Городской стадион после налета майстры был превращен в нечто похожее на аэродром: у самых трибун, почти впритык к рядам низких облупленных скамеек, стояли вертолеты-крохотули, похожие на стрекоз и головастиков одновременно, — гражданские Ми‑1 из сочинского аэропорта — в ветер на таких мухах летать опасно, может завалить машину, бросить в штопор, вниз винтом, а вывести вертолет из страшной вертикали невозможно, еще никто не выводил, поэтому в ветер куда спокойнее ходить на тяжелых и более надежных Ми‑4. Ми‑4 стояли в центре футбольного поля; как почетным гостям, им отвели красное место, а с той и с другой стороны, у ворот с мокрыми, тяжело провисшими сетками, техники из БАО установили палатки, чтобы летчикам в дождяную хмарь было где схорониться, обогреться, испить чашку чая или кофе.
Стругов посадил вертолет впритирку к машине своего заместителя по эскадрилье майора Холева — винт к винту, с метровым зазором, заглушил двигатель и грузно осел на сиденье, откинулся на спинку, вслушиваясь, как свистят, слабея, лопасти и поток ветра, вытеснивший лужу из вмятины футбольного поля, сработанной крепкими ногами спортсменов, перестает прибивать траву к земле.
— Причалили.

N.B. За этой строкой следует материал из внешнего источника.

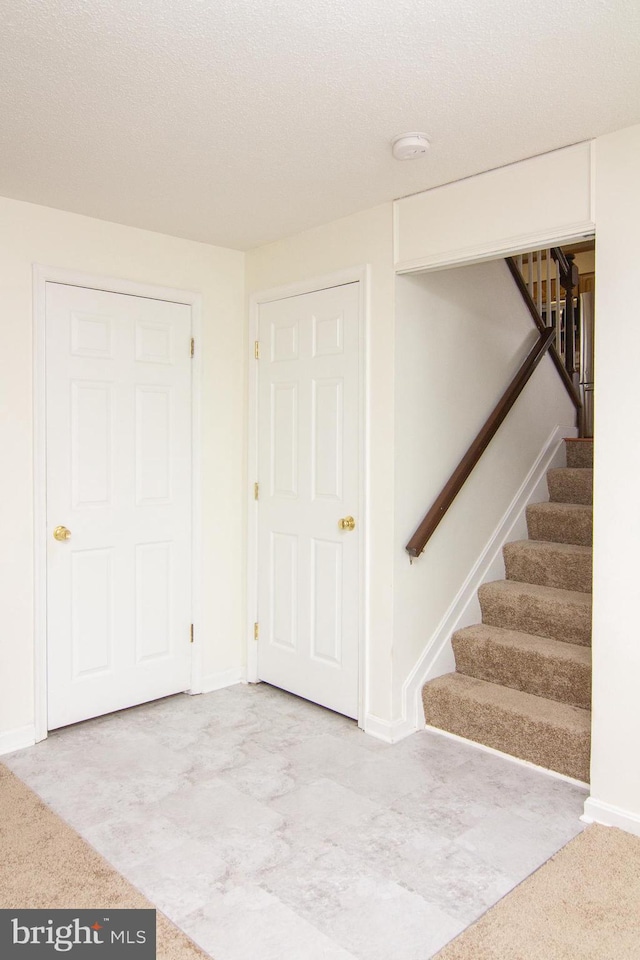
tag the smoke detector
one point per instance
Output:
(409, 145)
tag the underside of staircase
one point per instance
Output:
(523, 676)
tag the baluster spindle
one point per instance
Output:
(558, 313)
(548, 288)
(539, 283)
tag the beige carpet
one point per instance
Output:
(583, 904)
(522, 682)
(45, 864)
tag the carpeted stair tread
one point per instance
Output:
(563, 565)
(579, 452)
(561, 522)
(570, 485)
(543, 611)
(551, 734)
(536, 665)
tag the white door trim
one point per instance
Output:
(41, 276)
(361, 275)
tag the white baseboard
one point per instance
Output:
(596, 811)
(224, 678)
(507, 756)
(16, 739)
(437, 657)
(390, 731)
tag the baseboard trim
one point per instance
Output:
(221, 679)
(596, 811)
(507, 756)
(484, 569)
(390, 731)
(17, 739)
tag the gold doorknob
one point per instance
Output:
(347, 523)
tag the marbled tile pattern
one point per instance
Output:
(271, 829)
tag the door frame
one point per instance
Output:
(41, 276)
(360, 275)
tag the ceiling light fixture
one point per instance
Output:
(407, 146)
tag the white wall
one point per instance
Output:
(516, 208)
(29, 234)
(615, 770)
(364, 238)
(461, 336)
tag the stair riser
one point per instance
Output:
(565, 621)
(576, 527)
(565, 572)
(535, 741)
(579, 453)
(570, 487)
(552, 677)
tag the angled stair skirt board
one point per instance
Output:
(437, 657)
(522, 683)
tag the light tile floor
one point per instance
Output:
(271, 829)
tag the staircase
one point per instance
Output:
(523, 676)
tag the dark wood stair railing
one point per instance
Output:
(566, 268)
(420, 538)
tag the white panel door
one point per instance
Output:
(118, 397)
(308, 461)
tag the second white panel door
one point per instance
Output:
(309, 473)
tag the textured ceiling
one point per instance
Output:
(236, 122)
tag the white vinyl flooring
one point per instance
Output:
(269, 828)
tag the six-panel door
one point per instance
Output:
(118, 399)
(308, 455)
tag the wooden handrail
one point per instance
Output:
(539, 322)
(455, 482)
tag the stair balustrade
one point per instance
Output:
(551, 296)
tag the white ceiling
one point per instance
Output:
(237, 122)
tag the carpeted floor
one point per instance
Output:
(45, 864)
(583, 904)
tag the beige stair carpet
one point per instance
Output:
(45, 864)
(522, 683)
(581, 905)
(545, 732)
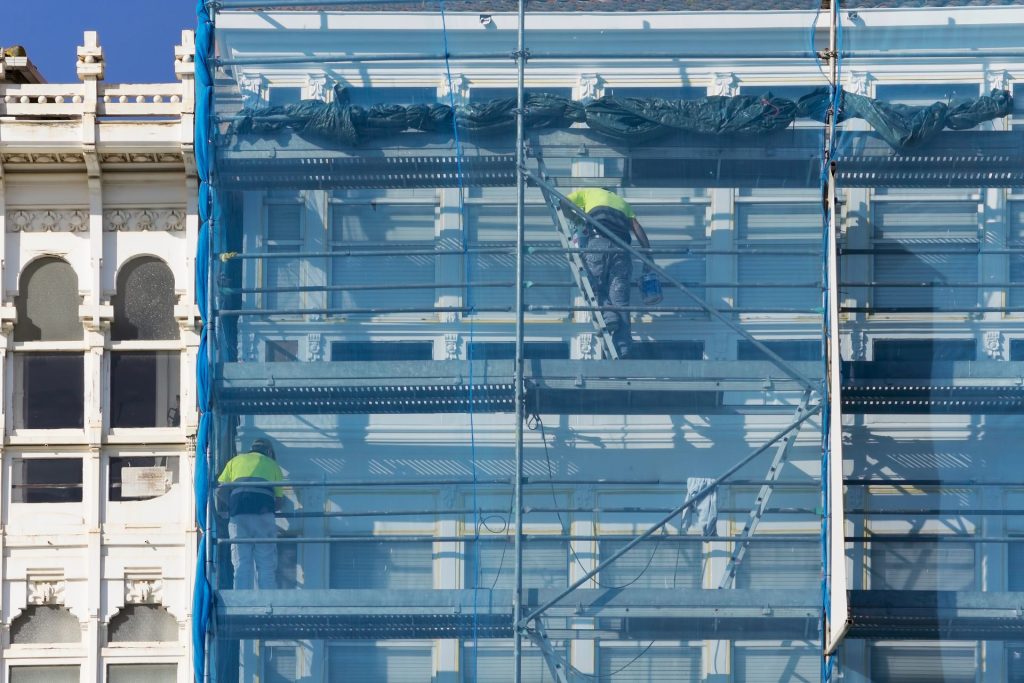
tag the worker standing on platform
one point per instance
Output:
(608, 266)
(250, 511)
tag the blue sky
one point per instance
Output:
(138, 36)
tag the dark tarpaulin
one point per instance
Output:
(624, 119)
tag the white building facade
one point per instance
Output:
(99, 337)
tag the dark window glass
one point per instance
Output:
(143, 305)
(144, 389)
(135, 624)
(371, 96)
(282, 350)
(140, 477)
(671, 92)
(924, 94)
(484, 94)
(284, 95)
(52, 390)
(667, 350)
(133, 673)
(803, 349)
(44, 674)
(1015, 663)
(47, 302)
(382, 351)
(48, 480)
(930, 350)
(506, 350)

Точка, — Стругов переместился всем телом, привалился к бустеру, глядя, как слева садится еще один вертолет, мокрый, словно только что из дождя, с цифрой 16, выведенной белой краской на покатом боку. Вертолет приземлился неуклюже, впившись широко расставленными колесами в непрочную твердь поля, разбрызгав вязкую грязь.
— За такие посадки в летучилище курсантам «гусей» в книжку ставят. А я бы и того хуже — на губу бы сажал. Да.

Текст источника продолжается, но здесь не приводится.